Coup de théâtre dans le procès sur la mort de Maradona à San Isidro (nord de Buenos Aires), en Argentine. La suspension des débats, qui avancent péniblement depuis début mars, à raison de deux audiences par semaine, a été prononcée à la suite de demandes de récusation, en matinée, d'une des trois juges, Julieta Makintach, plaidées par deux des avocats de la défense.
La suspension a été appuyée par le procureur Patricio Ferrari, afin de «résoudre un problème qui semble apporter une gravité institutionnelle» à la procédure, a-t-il estimé. Le tribunal a résolu que l'audience reprenne le 27 mai, «délai raisonnable pour que des éléments soient apportés à l'affaire susdite» et communiqués à toutes les parties, a annoncé le juge présidant le procès, Maximiliano Savarino.
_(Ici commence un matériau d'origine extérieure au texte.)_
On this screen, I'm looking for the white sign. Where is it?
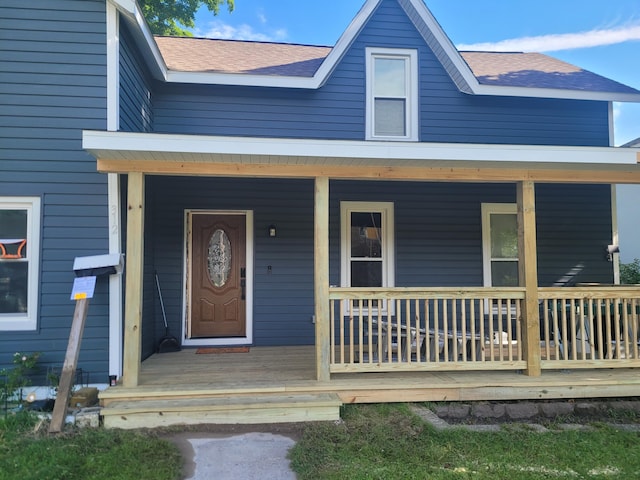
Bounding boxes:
[71,277,96,300]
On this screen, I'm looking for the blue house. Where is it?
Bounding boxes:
[0,0,640,427]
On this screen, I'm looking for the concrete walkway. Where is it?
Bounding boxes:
[173,432,296,480]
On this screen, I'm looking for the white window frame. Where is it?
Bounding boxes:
[482,203,519,287]
[0,197,40,331]
[365,47,419,141]
[340,202,395,314]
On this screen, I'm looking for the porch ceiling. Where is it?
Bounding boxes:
[83,131,640,184]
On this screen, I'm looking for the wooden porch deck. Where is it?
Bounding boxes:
[100,346,640,428]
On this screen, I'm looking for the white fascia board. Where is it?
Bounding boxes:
[473,85,640,102]
[401,0,479,93]
[166,70,320,89]
[82,130,640,165]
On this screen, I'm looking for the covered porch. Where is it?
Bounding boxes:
[96,346,640,428]
[83,132,640,420]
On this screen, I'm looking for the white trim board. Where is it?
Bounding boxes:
[82,130,640,166]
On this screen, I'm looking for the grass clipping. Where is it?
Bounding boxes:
[290,404,640,480]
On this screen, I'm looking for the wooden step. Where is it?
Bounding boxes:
[101,393,342,429]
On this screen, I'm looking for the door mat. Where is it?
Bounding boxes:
[196,347,249,353]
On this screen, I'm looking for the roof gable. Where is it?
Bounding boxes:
[115,0,640,102]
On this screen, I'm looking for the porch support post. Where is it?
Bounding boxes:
[122,173,144,388]
[313,177,330,381]
[517,181,541,377]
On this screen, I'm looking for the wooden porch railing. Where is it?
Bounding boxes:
[329,287,526,373]
[539,285,640,369]
[329,286,640,373]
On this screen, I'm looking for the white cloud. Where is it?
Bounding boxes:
[194,20,288,42]
[457,24,640,52]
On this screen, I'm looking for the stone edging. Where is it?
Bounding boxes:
[410,404,640,432]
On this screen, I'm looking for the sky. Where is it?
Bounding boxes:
[194,0,640,145]
[194,0,640,263]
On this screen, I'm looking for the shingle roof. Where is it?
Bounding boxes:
[155,37,638,94]
[460,52,638,93]
[155,37,331,77]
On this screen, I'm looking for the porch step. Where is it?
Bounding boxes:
[101,393,342,429]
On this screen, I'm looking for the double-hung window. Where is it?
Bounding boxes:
[482,203,519,287]
[340,202,395,312]
[0,197,40,330]
[366,48,418,141]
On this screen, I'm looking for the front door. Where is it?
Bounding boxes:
[190,212,247,338]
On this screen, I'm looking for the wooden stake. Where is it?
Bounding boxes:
[49,298,89,433]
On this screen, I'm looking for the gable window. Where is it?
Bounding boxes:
[482,203,519,287]
[0,197,40,330]
[340,202,395,306]
[366,48,418,140]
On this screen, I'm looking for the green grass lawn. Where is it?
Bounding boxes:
[0,413,182,480]
[5,404,640,480]
[290,404,640,480]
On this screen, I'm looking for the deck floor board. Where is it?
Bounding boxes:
[100,346,640,403]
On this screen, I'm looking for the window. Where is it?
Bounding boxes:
[482,203,519,287]
[366,48,418,140]
[0,197,40,330]
[340,202,395,306]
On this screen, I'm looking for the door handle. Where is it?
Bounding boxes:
[240,267,247,300]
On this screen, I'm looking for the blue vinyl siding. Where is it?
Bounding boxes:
[145,177,612,346]
[145,177,314,346]
[120,22,153,132]
[154,0,609,146]
[0,0,109,383]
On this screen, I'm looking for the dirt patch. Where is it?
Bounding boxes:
[429,398,640,425]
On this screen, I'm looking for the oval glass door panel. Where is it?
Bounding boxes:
[207,229,231,287]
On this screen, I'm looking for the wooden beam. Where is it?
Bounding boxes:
[314,177,330,381]
[122,172,144,388]
[49,298,89,433]
[517,182,541,376]
[97,159,640,184]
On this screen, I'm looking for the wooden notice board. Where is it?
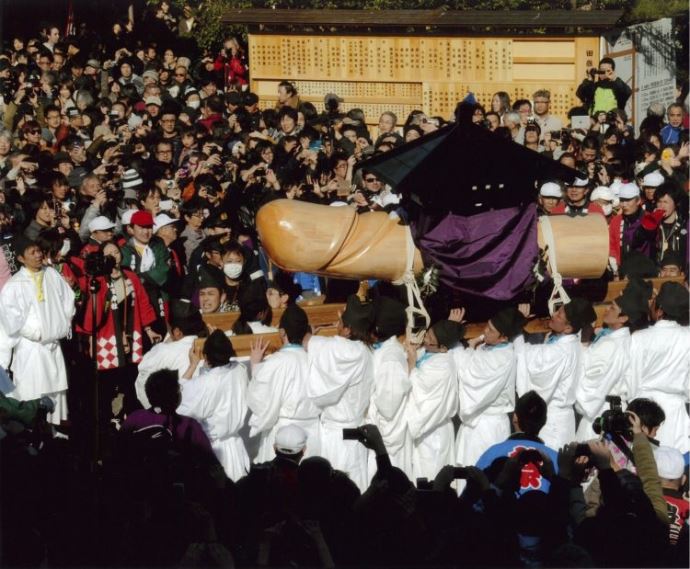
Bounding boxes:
[249,34,599,130]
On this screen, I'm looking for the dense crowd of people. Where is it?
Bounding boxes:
[0,1,690,567]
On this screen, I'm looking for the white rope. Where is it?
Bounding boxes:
[539,215,570,315]
[393,227,431,344]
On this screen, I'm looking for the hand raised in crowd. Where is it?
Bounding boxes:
[626,411,642,435]
[448,307,466,324]
[588,440,612,470]
[249,336,271,365]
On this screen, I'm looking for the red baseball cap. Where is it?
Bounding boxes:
[130,211,153,227]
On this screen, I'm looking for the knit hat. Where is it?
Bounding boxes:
[491,306,525,340]
[120,209,139,225]
[274,425,307,454]
[618,182,640,200]
[89,215,115,233]
[374,296,407,340]
[342,294,374,334]
[564,297,597,332]
[642,170,664,188]
[656,282,689,318]
[130,210,153,227]
[121,168,144,191]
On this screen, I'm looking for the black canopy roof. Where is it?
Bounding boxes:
[361,124,578,215]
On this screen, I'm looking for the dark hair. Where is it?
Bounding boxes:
[144,369,180,411]
[626,397,666,429]
[654,181,682,208]
[204,330,235,367]
[278,81,297,97]
[599,57,616,71]
[278,107,298,122]
[515,391,546,436]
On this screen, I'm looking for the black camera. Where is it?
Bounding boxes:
[592,395,632,438]
[343,429,366,442]
[84,251,115,277]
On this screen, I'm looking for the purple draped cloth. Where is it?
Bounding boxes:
[412,204,539,301]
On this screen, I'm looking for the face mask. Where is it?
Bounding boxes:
[60,239,72,257]
[223,263,242,280]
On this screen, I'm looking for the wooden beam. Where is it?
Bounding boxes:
[222,8,623,33]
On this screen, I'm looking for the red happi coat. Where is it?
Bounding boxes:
[77,269,156,370]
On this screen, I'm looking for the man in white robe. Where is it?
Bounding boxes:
[247,304,321,463]
[513,298,596,449]
[134,300,207,409]
[575,281,652,442]
[628,283,690,453]
[451,308,525,466]
[0,237,74,425]
[307,295,374,492]
[407,320,460,480]
[177,330,249,482]
[368,297,412,481]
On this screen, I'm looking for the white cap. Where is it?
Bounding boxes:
[274,425,307,454]
[654,445,685,480]
[153,213,177,233]
[618,182,640,200]
[609,178,623,198]
[642,170,664,188]
[89,215,115,232]
[120,209,139,225]
[589,186,615,202]
[539,182,563,198]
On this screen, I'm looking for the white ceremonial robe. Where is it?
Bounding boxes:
[177,362,249,482]
[451,343,516,466]
[628,320,690,453]
[407,352,458,480]
[0,267,75,425]
[134,336,201,409]
[513,334,582,450]
[247,344,321,463]
[575,327,630,442]
[367,337,412,481]
[307,336,374,492]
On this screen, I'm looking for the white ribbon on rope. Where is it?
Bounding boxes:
[393,227,431,343]
[539,215,570,315]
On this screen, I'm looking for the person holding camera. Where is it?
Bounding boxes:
[0,236,75,425]
[122,211,170,332]
[575,281,651,442]
[575,57,632,116]
[77,241,161,426]
[407,320,461,480]
[513,298,597,448]
[629,282,690,453]
[451,307,525,472]
[306,295,374,491]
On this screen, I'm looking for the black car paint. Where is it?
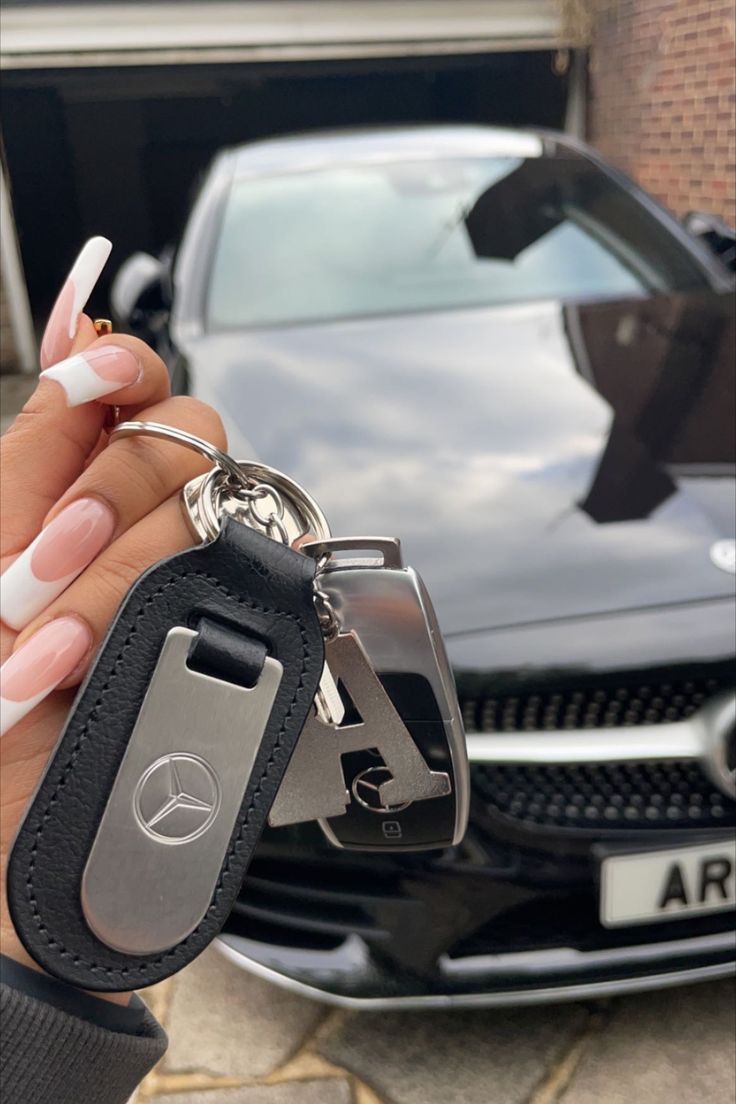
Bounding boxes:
[123,125,735,1002]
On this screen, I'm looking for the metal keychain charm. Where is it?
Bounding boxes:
[114,422,469,850]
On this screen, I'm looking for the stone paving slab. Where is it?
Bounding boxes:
[319,1005,587,1104]
[151,1081,351,1104]
[163,947,326,1080]
[561,981,736,1104]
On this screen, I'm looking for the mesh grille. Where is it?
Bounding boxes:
[472,762,736,831]
[461,678,722,733]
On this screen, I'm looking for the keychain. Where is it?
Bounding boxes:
[8,422,469,990]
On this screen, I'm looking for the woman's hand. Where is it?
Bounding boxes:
[0,238,226,964]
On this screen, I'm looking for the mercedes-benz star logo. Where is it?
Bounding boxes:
[134,752,220,843]
[352,766,412,814]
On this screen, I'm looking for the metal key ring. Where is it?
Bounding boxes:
[109,422,244,487]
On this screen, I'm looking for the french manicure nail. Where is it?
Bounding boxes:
[41,237,113,368]
[0,617,93,736]
[41,344,140,406]
[0,498,115,629]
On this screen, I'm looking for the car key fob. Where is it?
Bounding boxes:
[8,518,324,990]
[269,538,470,851]
[8,423,469,990]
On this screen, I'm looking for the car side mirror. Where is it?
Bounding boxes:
[110,253,171,333]
[682,211,736,273]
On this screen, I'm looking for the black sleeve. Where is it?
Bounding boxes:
[0,957,167,1104]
Alors seulement, une décision pourra être rendue sur les demandes de récusation.
Avant que la salle d'audience ne se vide, la juge Makintach a brièvement pris la parole, disant «comprendre l'anxiété de tous». «Mais je suis convaincue de mon impartialité, et je donnerai les explications sur le sujet», a-t-elle poursuivi. Et si vraiment un risque est perçu pour l'indépendance des débats, «peut-être que je me dessaisirai moi-même», a-t-elle lancé.
Mort en 2020
Le procès juge depuis deux mois sept professionnels de santé – médecins, psychiatre, psychologue, infirmiers – accusés d'"homicide avec dol éventuel», c'est à dire une négligence commise tout en sachant qu'elle peut entraîner la mort. Maradona est décédé à 60 ans, le 25 novembre 2020, d'une crise cardiorespiratoire et d'un oedème pulmonaire, sur son lit d'une résidence privée de Tigre, près de San Isidro.
Il y était en convalescence depuis deux semaines après une neurochirurgie. Il avait en effet été opéré, sans accroc, pour un hématome à la tête.
A ce jour, la décision d'une convalescence post-opératoire à domicile – contre l'avis de la clinique qui avait opéré – et le piètre niveau des soins et de l'équipement médical sur place, ont été au coeur du procès, mis en cause par divers témoignages. Mais seule une accusée, la psychiatre qui suivait Maradona, a été entendue, brièvement.
Les accusés nient toute responsabilité
Les accusés nient toute responsabilité dans le décès, se retranchant derrière leur tâche spécifique n'ayant rien à voir avec les causes précises de la mort. Ils encourent de 8 à 25 ans de prison à l'issue du procès censé durer jusqu'en juillet, une échéance de plus en plus douteuse.
Les demandes de récusation visant la juge Makintach portent sur son éventuelle collaboration à un documentaire en préparation sur l'affaire. Et notamment sur la question de savoir si la magistrate «a autorisé des gens à avoir une caméra au premier jour d'audience, alors que le tribunal interdisait l'accès de caméras», a plaidé mardi Julio Rivas, l'un des avocats du Dr Leopoldo Luque, médecin personnel de Maradona et principal accusé.
Dans des photos prises par la justice au premier jour des débats, le 11 mars, et diffusées dans la presse mardi, une personne au fond de la salle semble manipuler une caméra. Dans une plainte déposée auprès du parquet, Mario Baudry et Fernando Burlando, avocats de trois des enfants Maradona, demandent de vérifier s'il y a pu avoir de la part de la juge Makintach «contacts, approches ou accords sur des contenus audiovisuels liés à ce procès, sans intervention ou consentement des parties».
Le procès pourrait redémarrer à zéro
Ce qui, poursuivent-ils, «outre le fait de compromettre le principe d'impartialité, de réserve et d'indépendance judiciaire», pourrait dériver en délit «d'abus d'autorité, divulgation d'informations privilégiées, (...) trafic d'influence et, éventuellement, corruption». «Ce n'est pas une mince affaire», a estimé le procureur Ferrari, appuyant la suspension, et considérant que si les faits sont confirmés, «il est approprié de désigner une quatrième juge».
Une éventuelle récusation de la juge ouvrirait la porte à divers scénarios. Parmi eux, un redémarrage du procès à zéro, ce que semblaient suggérer certains avocats mardi. «Je ne verrais rien de mal au fait de recommencer à zéro», a indiqué Me Burlando, à des journalistes à l'extérieur du tribunal, fustigeant la «négligence» du tribunal de San Isidro jusqu'ici. Alors qu'il «s'agit de savoir qui a tué Diego Armando Maradona».